His aerial victories during World War II consisted of 8 enemy planes destroyed in the air and 1 damaged. Of his kills, 7 were attained while flying P-40 and one was attained while flying P-38.

His book "In my sights" is a candid, honest, brave story of the few who survived the terrible aerial battles against the Zeros in the Southwest Pacific.

Aerial Victory credits

Later life
In 1999 he was inducted into the American Combat Airman Hall of Fame.

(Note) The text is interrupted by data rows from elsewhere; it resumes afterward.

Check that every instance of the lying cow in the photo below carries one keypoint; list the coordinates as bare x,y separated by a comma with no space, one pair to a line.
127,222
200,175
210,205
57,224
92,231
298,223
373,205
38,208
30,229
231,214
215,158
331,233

Morehead died on March 11, 2012. He is buried with full military honors at Arlington National Cemetery.

Awards and decorations
His awards and decorations include:

References

1916 births
2012 deaths
American World War II flying aces
Aviators from Oklahoma
Recipients of the Air Medal
Recipients of the Distinguished Flying Cross (United States)
Recipients of the Distinguished Service Cross (United States)
Recipients of the Silver Star
United States Army Air Forces pilots of World War II
People from Garvin County, Oklahoma
Military personnel from Oklahoma
United States Air Force personnel of the Korean War
Burials at Arlington National Cemetery
American expatriates in Taiwan
Recipients of the Croix de Guerre 1939–1945 (France)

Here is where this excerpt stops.